En 235, ce fut de Golvandaar que vint le choc qui mettrait fin aux violences. Un jeune moine fut attaché au service de Synalmak sans que celui-ci ne soit consulté. L'innocent jeune homme découvrit alors une scène atroce. En pénétrant dans la cellule de fonction du Sovitelija, il découvrit un passage secret. Curieux, il le suivit et découvrit l'horreur. Synalmak avait fait ramener, de sa participation à la guerre du Chaos, des prisonnières qu'il avait enfermé là. Nues, elles portaient d'affreux stigmates. Des écrits que l'on a du témoignage du jeune moine, l'on ne saurait soumettre l’œil de l'informateur à ce qu'il décrivait : des traces de blessures en tout genre, une odeur de sang et de déjection, les victimes qui hurlaient à son approche en le méprenant pour Synalmak, des outils de torture et même trois moines de Golvandaar, deux moniales médicastres que l'on pensait en mission à Septentrion et un novice réputé perdu dans la montagne. Le jeune homme rapporta l'information immédiatement alors que le Sovitelija était de sortie. Le conseil des sages, d'abord sceptique devant l'énormité de la chose, fut amené dans la pièce et découvrit la vérité. Synalmak fut démis de ses fonctions sur le champ à l'unanimité du conseil sauf deux de ses partisans qu'il avait nommé, démis eux aussi en tentant de justifier les actes de leur maître. Berwald Nurmi, l'une des sages du Valtuusto, fut nommée à sa place en urgence. Elle mena l'arrestation de l'ancien Sovitelija qui tenta de résister avec ses proches partisans. Le fou fut mis aux fers avec davantage de sang sur les mains et fut interrogé. Le Valtuusto accorda temporairement l’usage de la torture afin de faire parler le félon. Synalmak offrit une résistance pendant quelques jours mais céda finalement après une semaine de torture. Il avoua alors quelles étaient les réalités en Huratelon et ce qu’il avait fait avec l’aide de ses partisans fanatiques.
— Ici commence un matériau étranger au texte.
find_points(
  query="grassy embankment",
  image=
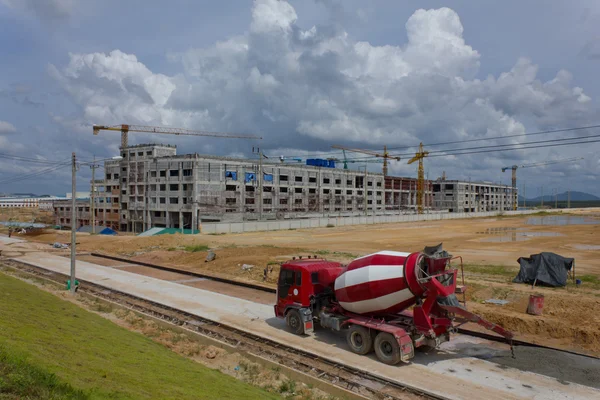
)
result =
(52, 349)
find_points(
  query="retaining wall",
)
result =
(255, 226)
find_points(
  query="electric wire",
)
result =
(29, 160)
(34, 174)
(324, 154)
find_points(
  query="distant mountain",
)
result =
(575, 196)
(19, 195)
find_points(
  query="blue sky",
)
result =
(305, 75)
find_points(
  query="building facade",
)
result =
(62, 212)
(152, 186)
(460, 196)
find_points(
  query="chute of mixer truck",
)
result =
(390, 302)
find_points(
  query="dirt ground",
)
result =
(489, 247)
(26, 215)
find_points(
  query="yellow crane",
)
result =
(514, 173)
(419, 156)
(385, 155)
(125, 129)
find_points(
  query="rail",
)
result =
(348, 377)
(264, 288)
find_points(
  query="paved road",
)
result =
(455, 372)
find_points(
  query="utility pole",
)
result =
(93, 206)
(365, 191)
(73, 220)
(259, 180)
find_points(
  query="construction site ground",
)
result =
(456, 371)
(490, 248)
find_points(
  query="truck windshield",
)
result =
(286, 280)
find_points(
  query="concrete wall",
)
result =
(254, 226)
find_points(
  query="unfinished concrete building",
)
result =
(460, 196)
(152, 186)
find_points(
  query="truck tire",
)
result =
(359, 339)
(387, 348)
(294, 322)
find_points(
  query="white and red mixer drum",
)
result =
(377, 283)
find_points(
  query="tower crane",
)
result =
(125, 129)
(515, 167)
(385, 155)
(419, 156)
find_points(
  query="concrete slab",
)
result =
(453, 373)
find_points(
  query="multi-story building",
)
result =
(460, 196)
(62, 212)
(152, 186)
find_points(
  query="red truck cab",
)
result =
(300, 282)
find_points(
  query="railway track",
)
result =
(267, 289)
(347, 377)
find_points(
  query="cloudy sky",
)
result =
(304, 75)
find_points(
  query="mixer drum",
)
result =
(376, 284)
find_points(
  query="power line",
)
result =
(431, 153)
(506, 145)
(516, 148)
(501, 137)
(34, 174)
(29, 160)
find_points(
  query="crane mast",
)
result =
(419, 156)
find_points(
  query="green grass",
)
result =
(21, 380)
(61, 351)
(196, 248)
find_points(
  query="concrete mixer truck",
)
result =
(390, 302)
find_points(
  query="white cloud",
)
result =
(7, 127)
(307, 89)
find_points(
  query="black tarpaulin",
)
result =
(544, 269)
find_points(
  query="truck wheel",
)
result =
(387, 348)
(294, 322)
(359, 339)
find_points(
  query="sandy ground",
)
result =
(568, 321)
(26, 215)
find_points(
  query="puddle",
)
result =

Le Valtuusto délibéra après l'interrogatoire avec d'autant plus d'urgence qu'ils avaient été trahi par la plus haute fonction de leur foi. Les mémoires de la grande Nurmi font état de la détresse dans laquelle se trouvait les moines, mis à l'abri des récits réels de la guerre du Chaos, après avoir découvert la vérité. Le conseil décida de reporter l'affaire auprès de l'empereur et de convoquer le nouvel abbus d'Odense. Un mois plus tard, les deux dirigeants de la foi se réunissait devant l'empereur pour la seconde fois de l'histoire. Dame Nurmi présenta les faits, à l'immense déception de l'empereur ainsi que de Reybaud qui avait soutenu Golvandaar contre Preverien. Il fut convenu que, pour la hauteur de ses crimes, Synalmak serait exécuté au même titre que le phalangiste félon selon la justice impériale. L'empire mobiliserait également ses hommes pour exécuter les fauteurs de trouble haineux. Un édit impérial fut aussi proclamée: «Quiconque tuerait un homme au nom de sa foi serait pendu haut et court». De leur côté, Odense et Golvandaar jugèrent sur leur foi que les missions seraient désarmés et que quiconque tenterait de relancer les combats serait pourchassé par ses propres frères et sœurs croyants.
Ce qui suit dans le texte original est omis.